Chico Villar

Personal information
- Full name: Nestor Villar
- Date of birth: March 13, 1947 (age 79)
- Place of birth: Peru
- Height: 5 ft 0 in (1.52 m)

Managerial career
- Years: Team
- 1982–1985: Oklahoma City Slickers (assistant)
- 1986–1993: Oklahoma City Warriors
- 1993–1995: Oklahoma City Warriors (assistant)

= Chico Villar =

Peruvian-American soccer coach (born 1947)

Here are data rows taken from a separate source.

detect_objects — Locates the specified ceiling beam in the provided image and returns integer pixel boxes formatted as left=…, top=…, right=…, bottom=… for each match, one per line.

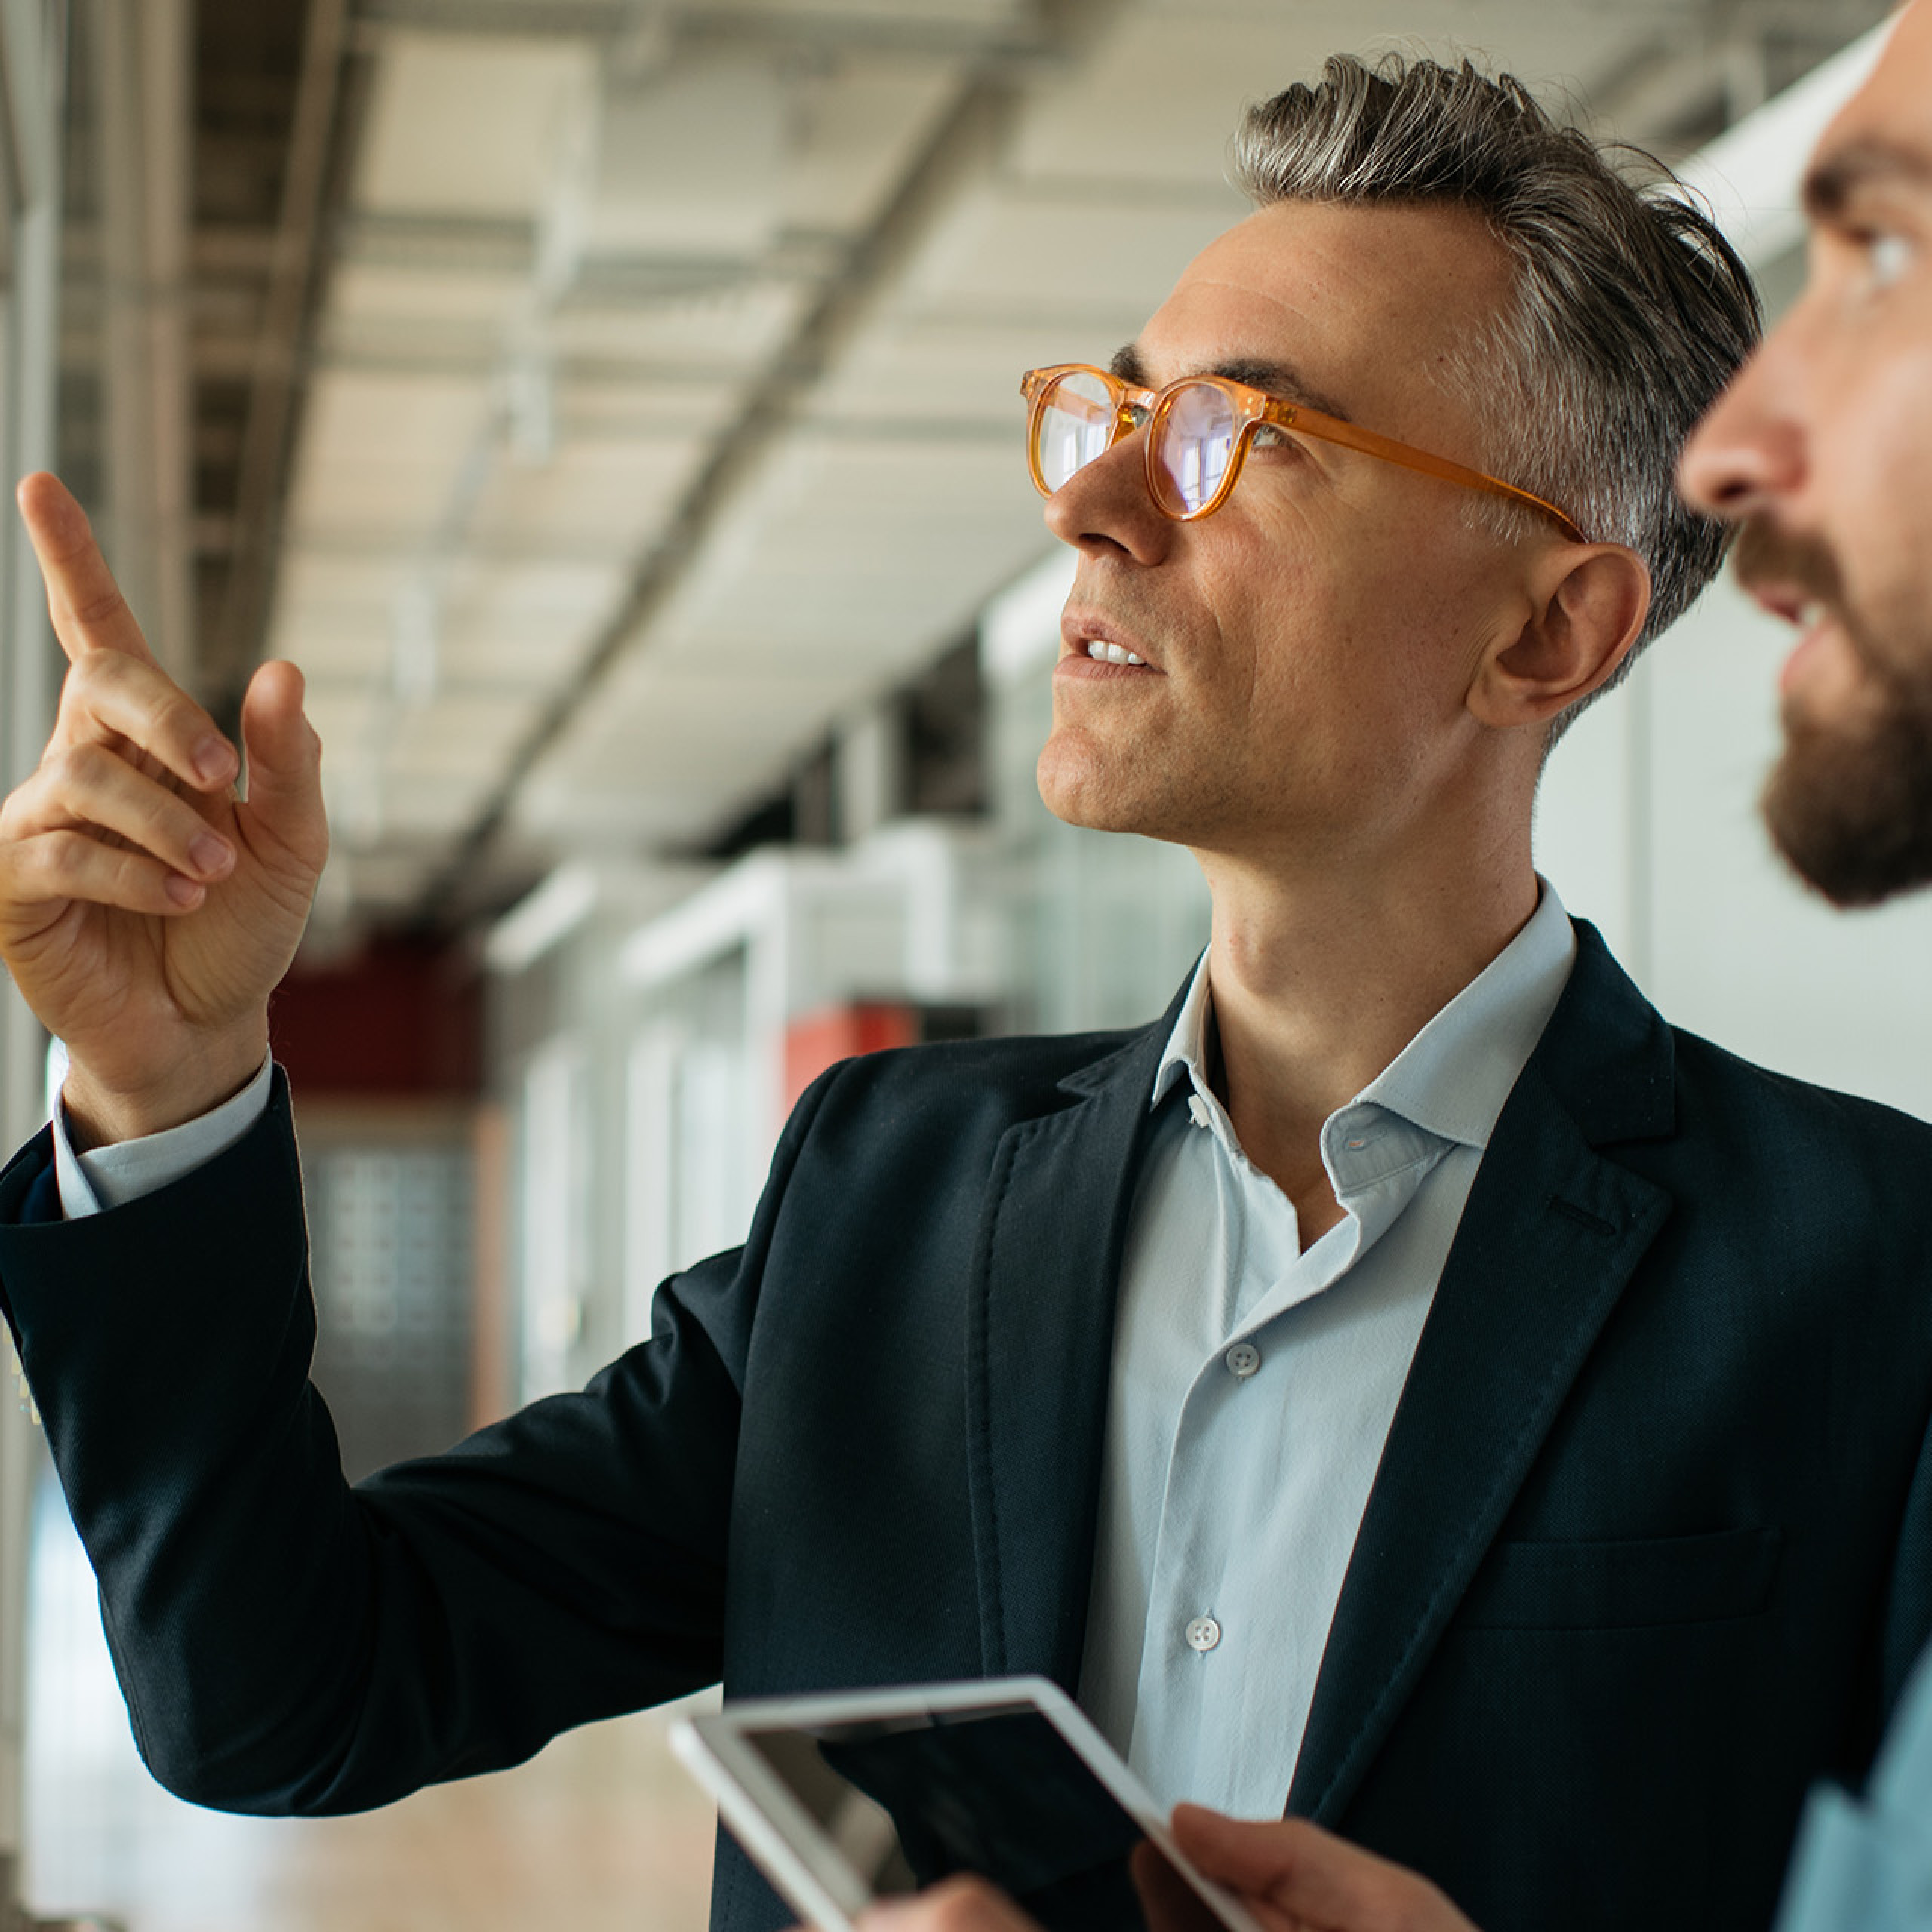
left=211, top=0, right=355, bottom=705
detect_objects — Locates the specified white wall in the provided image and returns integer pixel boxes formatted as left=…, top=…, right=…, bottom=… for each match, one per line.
left=1539, top=571, right=1932, bottom=1124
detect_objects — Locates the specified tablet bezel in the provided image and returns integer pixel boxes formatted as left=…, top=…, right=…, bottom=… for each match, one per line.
left=669, top=1675, right=1264, bottom=1932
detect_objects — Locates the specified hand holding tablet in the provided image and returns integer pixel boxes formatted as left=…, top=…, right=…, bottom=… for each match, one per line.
left=670, top=1678, right=1265, bottom=1932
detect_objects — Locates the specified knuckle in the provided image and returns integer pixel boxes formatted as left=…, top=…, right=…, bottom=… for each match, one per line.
left=47, top=741, right=97, bottom=790
left=155, top=689, right=213, bottom=750
left=40, top=829, right=90, bottom=888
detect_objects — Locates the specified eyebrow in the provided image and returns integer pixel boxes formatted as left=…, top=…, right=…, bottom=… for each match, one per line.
left=1803, top=138, right=1932, bottom=219
left=1109, top=344, right=1355, bottom=423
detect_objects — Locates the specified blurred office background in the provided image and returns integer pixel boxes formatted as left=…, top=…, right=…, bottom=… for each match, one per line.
left=0, top=0, right=1915, bottom=1925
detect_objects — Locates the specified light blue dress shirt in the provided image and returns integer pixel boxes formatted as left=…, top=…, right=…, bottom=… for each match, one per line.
left=51, top=1043, right=272, bottom=1217
left=1077, top=882, right=1577, bottom=1817
left=1774, top=1644, right=1932, bottom=1928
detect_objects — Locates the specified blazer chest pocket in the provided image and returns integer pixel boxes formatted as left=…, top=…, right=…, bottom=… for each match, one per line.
left=1455, top=1526, right=1783, bottom=1631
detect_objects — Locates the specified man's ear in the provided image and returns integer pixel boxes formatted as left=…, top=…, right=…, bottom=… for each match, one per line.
left=1467, top=543, right=1651, bottom=728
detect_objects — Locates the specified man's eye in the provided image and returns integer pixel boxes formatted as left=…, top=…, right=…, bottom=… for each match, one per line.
left=1250, top=425, right=1294, bottom=451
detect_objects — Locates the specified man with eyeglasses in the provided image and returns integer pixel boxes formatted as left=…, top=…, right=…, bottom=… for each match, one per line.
left=1, top=48, right=1930, bottom=1932
left=869, top=10, right=1932, bottom=1932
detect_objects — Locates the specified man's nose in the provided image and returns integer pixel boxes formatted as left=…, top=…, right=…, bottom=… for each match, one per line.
left=1678, top=338, right=1806, bottom=521
left=1042, top=431, right=1176, bottom=566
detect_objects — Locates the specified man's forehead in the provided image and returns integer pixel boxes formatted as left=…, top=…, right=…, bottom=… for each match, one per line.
left=1810, top=5, right=1932, bottom=210
left=1124, top=198, right=1507, bottom=425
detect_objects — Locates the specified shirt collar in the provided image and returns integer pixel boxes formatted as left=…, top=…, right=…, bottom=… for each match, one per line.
left=1149, top=878, right=1577, bottom=1155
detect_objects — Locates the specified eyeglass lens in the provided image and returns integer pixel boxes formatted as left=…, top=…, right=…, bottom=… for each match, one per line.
left=1035, top=369, right=1118, bottom=493
left=1034, top=371, right=1243, bottom=517
left=1152, top=383, right=1238, bottom=517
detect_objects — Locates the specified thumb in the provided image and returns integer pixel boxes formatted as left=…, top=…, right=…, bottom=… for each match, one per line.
left=1170, top=1806, right=1478, bottom=1932
left=1171, top=1807, right=1313, bottom=1900
left=238, top=659, right=328, bottom=867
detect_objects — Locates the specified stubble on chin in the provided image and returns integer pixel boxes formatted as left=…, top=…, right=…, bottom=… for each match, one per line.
left=1764, top=668, right=1932, bottom=907
left=1734, top=516, right=1932, bottom=906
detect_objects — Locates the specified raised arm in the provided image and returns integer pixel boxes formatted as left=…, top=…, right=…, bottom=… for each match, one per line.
left=0, top=472, right=328, bottom=1144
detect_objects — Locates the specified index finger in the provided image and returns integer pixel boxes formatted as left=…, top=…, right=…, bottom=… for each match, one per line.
left=16, top=472, right=161, bottom=669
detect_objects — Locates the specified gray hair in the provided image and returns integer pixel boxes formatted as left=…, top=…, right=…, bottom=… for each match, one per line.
left=1231, top=54, right=1761, bottom=744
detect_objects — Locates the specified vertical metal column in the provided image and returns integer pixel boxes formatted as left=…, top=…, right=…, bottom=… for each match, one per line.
left=94, top=0, right=192, bottom=681
left=0, top=0, right=66, bottom=1915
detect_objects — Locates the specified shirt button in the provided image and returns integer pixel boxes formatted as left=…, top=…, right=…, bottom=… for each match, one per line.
left=1186, top=1614, right=1221, bottom=1653
left=1225, top=1343, right=1260, bottom=1379
left=1187, top=1094, right=1211, bottom=1128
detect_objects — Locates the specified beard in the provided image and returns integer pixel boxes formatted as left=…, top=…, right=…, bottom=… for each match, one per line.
left=1737, top=518, right=1932, bottom=907
left=1764, top=678, right=1932, bottom=907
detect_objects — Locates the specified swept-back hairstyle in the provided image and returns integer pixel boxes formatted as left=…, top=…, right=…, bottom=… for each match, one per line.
left=1232, top=55, right=1762, bottom=740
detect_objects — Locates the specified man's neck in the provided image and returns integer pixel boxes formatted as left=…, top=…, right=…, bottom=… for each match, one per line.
left=1195, top=846, right=1540, bottom=1240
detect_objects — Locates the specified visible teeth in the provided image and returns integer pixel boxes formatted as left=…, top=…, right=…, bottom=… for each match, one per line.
left=1086, top=640, right=1146, bottom=666
left=1796, top=600, right=1820, bottom=629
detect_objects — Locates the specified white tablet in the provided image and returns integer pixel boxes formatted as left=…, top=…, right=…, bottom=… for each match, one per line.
left=669, top=1676, right=1266, bottom=1932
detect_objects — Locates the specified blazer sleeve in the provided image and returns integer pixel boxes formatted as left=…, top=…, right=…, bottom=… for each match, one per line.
left=0, top=1066, right=831, bottom=1816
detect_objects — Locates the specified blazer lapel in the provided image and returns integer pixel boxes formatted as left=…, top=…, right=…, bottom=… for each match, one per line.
left=964, top=991, right=1183, bottom=1691
left=1288, top=923, right=1678, bottom=1823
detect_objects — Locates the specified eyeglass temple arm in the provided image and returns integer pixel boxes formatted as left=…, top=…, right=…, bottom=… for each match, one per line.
left=1279, top=403, right=1587, bottom=545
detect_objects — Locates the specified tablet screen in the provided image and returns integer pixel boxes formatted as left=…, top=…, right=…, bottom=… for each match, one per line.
left=737, top=1698, right=1226, bottom=1932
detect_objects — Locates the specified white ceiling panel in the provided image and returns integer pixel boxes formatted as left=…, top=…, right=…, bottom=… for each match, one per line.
left=296, top=371, right=493, bottom=465
left=466, top=434, right=715, bottom=549
left=354, top=32, right=593, bottom=220
left=330, top=262, right=530, bottom=331
left=549, top=280, right=814, bottom=366
left=431, top=557, right=628, bottom=690
left=386, top=692, right=542, bottom=778
left=520, top=663, right=876, bottom=840
left=705, top=0, right=1027, bottom=20
left=892, top=184, right=1240, bottom=326
left=306, top=688, right=385, bottom=761
left=554, top=371, right=743, bottom=440
left=266, top=552, right=412, bottom=672
left=442, top=555, right=627, bottom=632
left=281, top=371, right=491, bottom=548
left=781, top=55, right=963, bottom=235
left=577, top=55, right=789, bottom=262
left=380, top=780, right=502, bottom=842
left=283, top=459, right=472, bottom=547
left=272, top=619, right=392, bottom=684
left=811, top=315, right=1078, bottom=428
left=605, top=441, right=1048, bottom=692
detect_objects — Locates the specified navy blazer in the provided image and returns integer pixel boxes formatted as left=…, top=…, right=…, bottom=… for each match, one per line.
left=5, top=921, right=1932, bottom=1932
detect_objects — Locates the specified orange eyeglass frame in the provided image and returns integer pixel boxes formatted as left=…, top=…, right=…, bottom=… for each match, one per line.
left=1020, top=363, right=1588, bottom=545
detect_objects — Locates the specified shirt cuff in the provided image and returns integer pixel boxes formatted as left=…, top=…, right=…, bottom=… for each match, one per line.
left=53, top=1054, right=276, bottom=1217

Nestor “Chico” Villar (born 13 March 1947) is a retired Peruvian-American soccer player and coach. He was a two-time Coach of the Year in the Southwest Indoor Soccer League.

==Coaching career==
Villar played professionally in Peru for seven years before moving to the United States in order to earn a master's degree in education at Oklahoma City University in 1971. He remained in the United States, coaching and playing at the amateur level. In 1983, he became an assistant coach with the Oklahoma City Slickers of the American Soccer League. In 1984, the Slickers moved to the newly created United Soccer League after the collapse of the ASL. During these year, Villar was also a coaching director in the Oklahoma Soccer Association. In February 1985. Villar opened the Indoor Soccer Arena at 100 N McCormick in Oklahoma City. At the time it was the only indoor soccer facility in the city. In 1986, Villar was part of the amateur Oklahoma City Hot Spurs which won the Oklahoma State championship. In November 1986, Villar, along with other local soccer enthusiasts, founded the Oklahoma City Warriors and entered it into the newly created Southwest Indoor Soccer League. In that first season, Villar was named Coach of the Year as the Warriors fell in the playoff semifinals. In 1988, Villar repeated as Coach of the Year as the Warriors took the SISL title over the Austin Sockadillos. In 1992, Villar again led the Warriors to the SISL indoor title. In February 1993, the Oklahoma City Warriors and the Oklahoma City Spirit of the Lone Star Soccer Alliance merged to form the second Oklahoma City Slickers. Villar became an assistant coach and general manager of the Slickers. In 1995, the Slickers finished runner-up to the Atlanta Magic.

==Criminal offences==
However, Villar left the Slickers organization after being arrested for committing lewd acts with a minor.

He was convicted, sentenced to probation, but convicted again in 1997 while on probation and sent to prison.